Cervical incompetence is one of the causes of preterm delivery and pregnancy loss. In some women, the cervix opens prematurely and the typical scenario involves painless dilatation of the cervix in the second trimester (often around 16-18 weeks). This then leads to premature rupture of membranes and loss of the pregnancy, often before viability. A cerclage is basically a suture that is tied around the cervix in order to prevent it from opening too soon. The traditional cerclage is placed through the vagina and this is often done at around 12-14 weeks of pregnancy. The vaginal cerclage can be effective, but unfortunately does not always help. In the setting of a failed vaginal cerclage, it has been well demonstrated that an abdominal cerclage is more effective. This used to be placed through a large incision, but a laparoscopic cerclage is just as effective and has the advantage of allowing patients a quick (one week vs. 8 weeks with a large incision) recovery. Dr. Einarsson has performed approximately 200 laparoscopic cerclage procedures, which is one of the largest series of this procedure in the United States. In his most recent publication from his data, the efficacy of the laparoscopic cerclage was about 97%. Many of these patients had endured multiple losses prior to this procedure. The laparoscopic cerclage is generally placed prior to pregnancy, but can also be placed during the first trimester of pregnancy.
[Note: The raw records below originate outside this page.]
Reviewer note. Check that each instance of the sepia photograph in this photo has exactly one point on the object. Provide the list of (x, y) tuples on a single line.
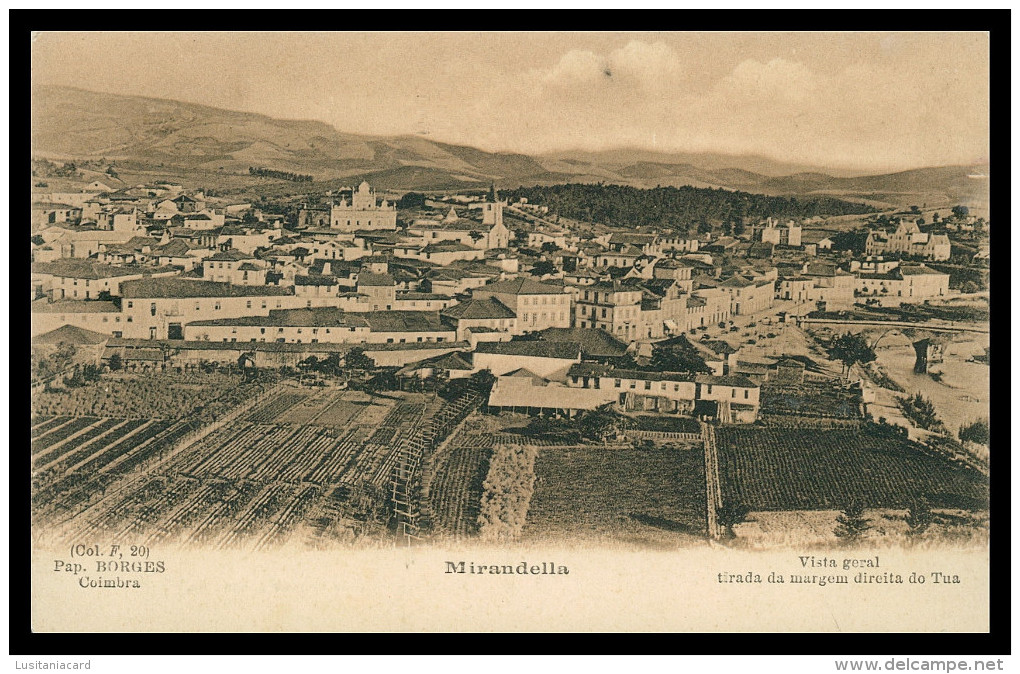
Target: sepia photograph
[(342, 331)]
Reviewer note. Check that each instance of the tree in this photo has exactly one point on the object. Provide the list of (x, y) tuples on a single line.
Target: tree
[(919, 517), (730, 515), (411, 200), (543, 267), (851, 523), (600, 424), (975, 432), (852, 349), (483, 380), (357, 360)]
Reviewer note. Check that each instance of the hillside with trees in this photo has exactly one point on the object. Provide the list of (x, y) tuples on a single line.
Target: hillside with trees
[(679, 208)]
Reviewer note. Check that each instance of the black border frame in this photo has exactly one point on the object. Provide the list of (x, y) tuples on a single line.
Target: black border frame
[(996, 22)]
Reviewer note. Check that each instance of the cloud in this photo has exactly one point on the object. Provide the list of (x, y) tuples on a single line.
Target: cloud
[(638, 63), (777, 80)]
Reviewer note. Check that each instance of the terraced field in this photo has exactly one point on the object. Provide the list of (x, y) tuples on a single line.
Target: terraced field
[(649, 498), (288, 466), (819, 469)]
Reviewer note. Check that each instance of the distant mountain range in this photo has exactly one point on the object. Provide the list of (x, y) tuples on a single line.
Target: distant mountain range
[(180, 138)]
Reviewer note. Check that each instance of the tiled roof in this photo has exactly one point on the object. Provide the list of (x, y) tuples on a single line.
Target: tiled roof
[(595, 343), (371, 279), (487, 308), (70, 334), (726, 380), (520, 286), (314, 317), (184, 288), (404, 321), (315, 279), (564, 350), (593, 369), (79, 268), (230, 255)]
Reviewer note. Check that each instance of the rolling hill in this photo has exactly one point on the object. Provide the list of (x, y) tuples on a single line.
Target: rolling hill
[(189, 141)]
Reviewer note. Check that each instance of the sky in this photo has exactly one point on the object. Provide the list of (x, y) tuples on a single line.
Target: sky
[(857, 101)]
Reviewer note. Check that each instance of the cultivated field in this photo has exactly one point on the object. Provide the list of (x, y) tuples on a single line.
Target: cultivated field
[(653, 497), (289, 465), (778, 468)]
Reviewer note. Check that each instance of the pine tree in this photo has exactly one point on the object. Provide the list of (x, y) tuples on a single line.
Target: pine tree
[(851, 523)]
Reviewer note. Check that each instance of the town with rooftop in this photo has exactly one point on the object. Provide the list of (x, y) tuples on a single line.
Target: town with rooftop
[(359, 365)]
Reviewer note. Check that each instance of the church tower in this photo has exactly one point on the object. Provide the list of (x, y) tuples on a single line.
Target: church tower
[(492, 212)]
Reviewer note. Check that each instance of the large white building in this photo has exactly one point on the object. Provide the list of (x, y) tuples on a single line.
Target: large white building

It is recommended that patients wait 2 months to get pregnant after placement and the mode of delivery will have to be a cesarean section. If a miscarriage occurs, then evacuation can still be done with the cerclage in place. Patients do need frequent surveillance by an expert in high risk obstetrics during their pregnancy. If the cerclage looks good at the time of the cesarean section, it can be left in place to be utilized in future pregnancies. It is not necessary to remove it even if the patient is not planning to have more children.

Video from Laparoscopic cerclage

Warning: The video on hysterectomy provides a detailed and graphic insight into the surgical procedure, intended for mature audiences due to its explicit content and medical nature.

Important information about the procedure

Laparoscopic cerclage is a minimally invasive surgical procedure that involves placing a stitch around the cervix to help prevent premature delivery in women who have a history of cervical incompetence. It is typically performed under general anesthesia and usually takes around 1 hour to complete. 

 During the procedure, the surgeon will make several small incisions in the abdomen and insert a laparoscope, which is a thin tube with a camera attached to it. This allows the surgeon to see inside the abdomen and guide the surgical instruments. 

 The surgeon will then use specialized instruments to place a stitch around the cervix to help hold it closed and prevent premature dilation. This stitch is typically made of a strong, non-absorbable material that can remain in place for the duration of the pregnancy. 

It is important to discuss the risks and benefits of laparoscopic cerclage with your surgeon before the procedure and to carefully follow their instructions for post-operative care to minimize the risk of complications. 


Potential complications of laparoscopic cerclage include:

There is a risk of bleeding during and after the surgery, which may require blood transfusions or additional surgery. 

There is a risk of infection at the incision sites or within the abdomen, which may require antibiotics. 

There is a small risk of injury to nearby organs such as the bladder, bowel, or ureter during the surgery, which may require additional surgery to repair. 


There is a small risk that the stitch may cause premature rupture of the amniotic sac, leading to premature delivery. This applies only if the cerclage is placed during pregnancy. 

In some cases, the stitch may not be effective in preventing premature delivery, and premature labor may still occur. 

There is a risk of developing blood clots in the legs or lungs after the surgery, which can be prevented with medication and early mobilization.